Monday, February 15, 2010

Future Martyr

Poor Bishop Olmstead.

Rumours are running around that he's going to be tapped for Los Angeles.

Poor fellow.

The Bernardin/Camarillo Seminary nexus is still running full steam there, and they don't like guys like the current bishop of Phoenix. He won't last five minutes before they sacrifice him to their dark gods.
... a prominent member of what some Catholic writers have dubbed the “Camarillo Mafia,” a group of liberal and dissident prelates who graduated from and/or taught at St. John’s Seminary in Camarillo, California, and who were ordained in Los Angeles in the 1950’s and ‘60’s.

The LA Times wrote that the “trail of abuse” in the Los Angeles Archdiocese and its surrounding area dioceses “leads inevitably” to St. John’s. According to the Times, 10% of St. John's ordinands for Los Angeles from 1950 to ‘65 have been accused of molesting minors.
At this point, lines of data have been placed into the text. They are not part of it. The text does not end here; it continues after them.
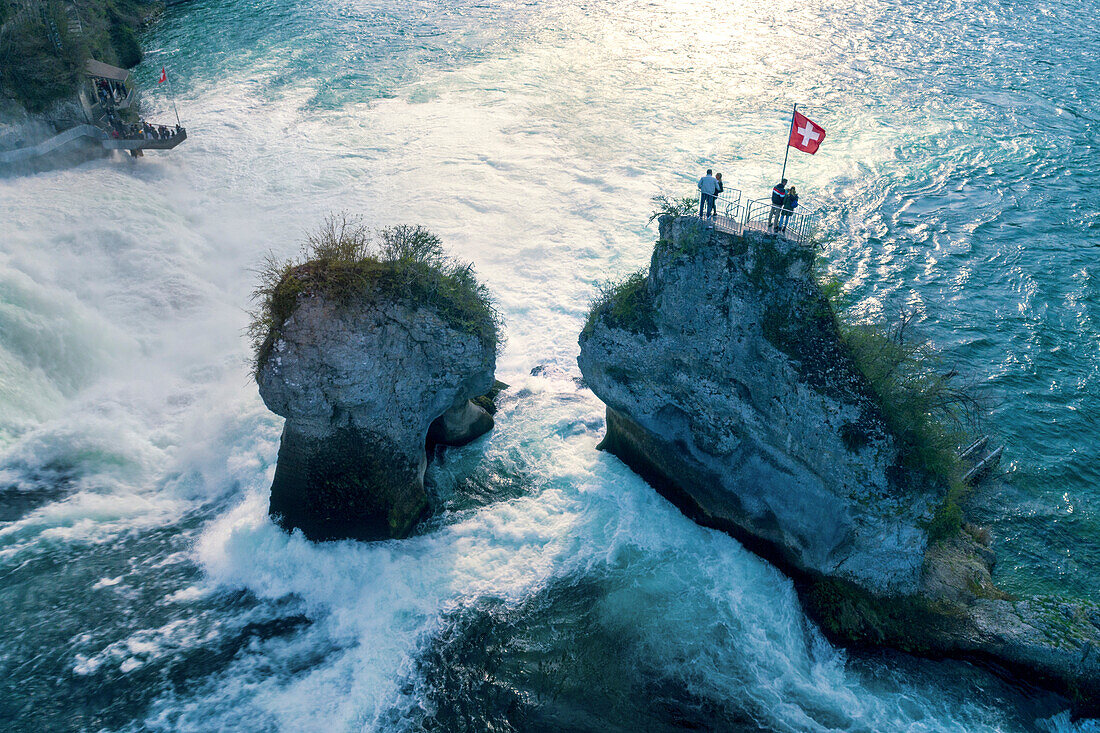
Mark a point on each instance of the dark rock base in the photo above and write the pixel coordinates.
(348, 485)
(846, 613)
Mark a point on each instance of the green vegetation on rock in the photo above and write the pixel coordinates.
(667, 206)
(930, 414)
(625, 304)
(347, 261)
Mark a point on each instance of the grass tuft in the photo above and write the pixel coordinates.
(673, 207)
(343, 259)
(625, 304)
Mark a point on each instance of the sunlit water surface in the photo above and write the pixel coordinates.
(143, 586)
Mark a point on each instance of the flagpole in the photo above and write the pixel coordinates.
(789, 131)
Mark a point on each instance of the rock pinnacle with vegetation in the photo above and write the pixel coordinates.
(365, 345)
(736, 390)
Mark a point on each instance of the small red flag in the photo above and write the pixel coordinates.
(805, 134)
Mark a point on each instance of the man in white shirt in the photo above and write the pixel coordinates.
(707, 189)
In two classes, 1966 and 1972, a third of the graduates were later accused of molestation.

The group of bishops includes Roger Cardinal Mahony the Archbishop of Los Angeles who has been praised by the homosexual activist group, the Rainbow Sash Movement, for his support for their cause; Patrick Ziemann, the disgraced former bishop of Santa Rosa who was dismissed from his diocese after sex abuse allegations from one of his own priests and Tod Brown, bishop of LA’s neighbouring diocese of Orange whose letters and instructions to priests on homosexual issues have been called “confusing” and whose diocese has been used to house a number of notorious homosexual abusers.
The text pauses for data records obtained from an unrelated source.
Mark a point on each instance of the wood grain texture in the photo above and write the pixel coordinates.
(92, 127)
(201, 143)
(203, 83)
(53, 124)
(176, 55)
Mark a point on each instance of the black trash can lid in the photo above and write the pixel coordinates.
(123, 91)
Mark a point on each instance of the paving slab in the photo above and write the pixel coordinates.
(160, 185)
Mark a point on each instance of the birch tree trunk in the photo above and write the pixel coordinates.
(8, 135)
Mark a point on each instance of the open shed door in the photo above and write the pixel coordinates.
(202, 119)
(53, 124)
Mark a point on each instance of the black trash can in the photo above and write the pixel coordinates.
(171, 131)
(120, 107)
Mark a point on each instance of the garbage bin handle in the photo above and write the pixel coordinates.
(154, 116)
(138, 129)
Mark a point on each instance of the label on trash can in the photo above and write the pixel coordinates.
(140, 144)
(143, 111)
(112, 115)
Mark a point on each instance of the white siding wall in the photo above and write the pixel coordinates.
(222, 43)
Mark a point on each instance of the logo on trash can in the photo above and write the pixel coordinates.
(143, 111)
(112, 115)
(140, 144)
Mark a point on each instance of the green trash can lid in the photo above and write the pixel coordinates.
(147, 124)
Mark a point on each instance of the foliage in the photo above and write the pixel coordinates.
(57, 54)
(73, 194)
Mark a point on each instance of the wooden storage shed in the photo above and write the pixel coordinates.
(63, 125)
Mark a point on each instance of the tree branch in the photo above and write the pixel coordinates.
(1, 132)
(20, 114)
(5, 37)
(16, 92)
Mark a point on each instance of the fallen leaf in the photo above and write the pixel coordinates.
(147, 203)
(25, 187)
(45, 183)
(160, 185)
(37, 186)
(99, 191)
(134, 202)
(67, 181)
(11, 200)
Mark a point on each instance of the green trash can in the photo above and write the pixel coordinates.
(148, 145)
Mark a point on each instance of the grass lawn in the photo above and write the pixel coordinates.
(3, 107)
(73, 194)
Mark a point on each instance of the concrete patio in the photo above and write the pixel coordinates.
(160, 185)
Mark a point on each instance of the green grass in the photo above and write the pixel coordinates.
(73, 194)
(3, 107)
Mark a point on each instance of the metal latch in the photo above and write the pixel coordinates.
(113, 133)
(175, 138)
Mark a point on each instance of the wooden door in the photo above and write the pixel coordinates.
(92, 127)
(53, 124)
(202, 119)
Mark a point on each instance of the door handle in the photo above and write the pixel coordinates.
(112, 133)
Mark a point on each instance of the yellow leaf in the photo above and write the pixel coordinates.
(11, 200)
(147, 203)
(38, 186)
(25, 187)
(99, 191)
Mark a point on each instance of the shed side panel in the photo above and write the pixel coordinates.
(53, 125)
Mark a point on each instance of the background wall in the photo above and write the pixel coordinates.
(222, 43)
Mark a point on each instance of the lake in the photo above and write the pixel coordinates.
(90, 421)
Perhaps the most prominent member of the group is Archbishop William Levada, formerly of the now-bankrupt Portland diocese and lately of San Francisco whom Niederauer will be succeeding. Levada’s appointment by Pope Benedict XVI as head of the Vatican’s Congregation for the Doctrine of the Faith – making Levada among the three most powerful prelates in the Church – came as a shock to many Catholics aware of the problems stemming from Los Angeles.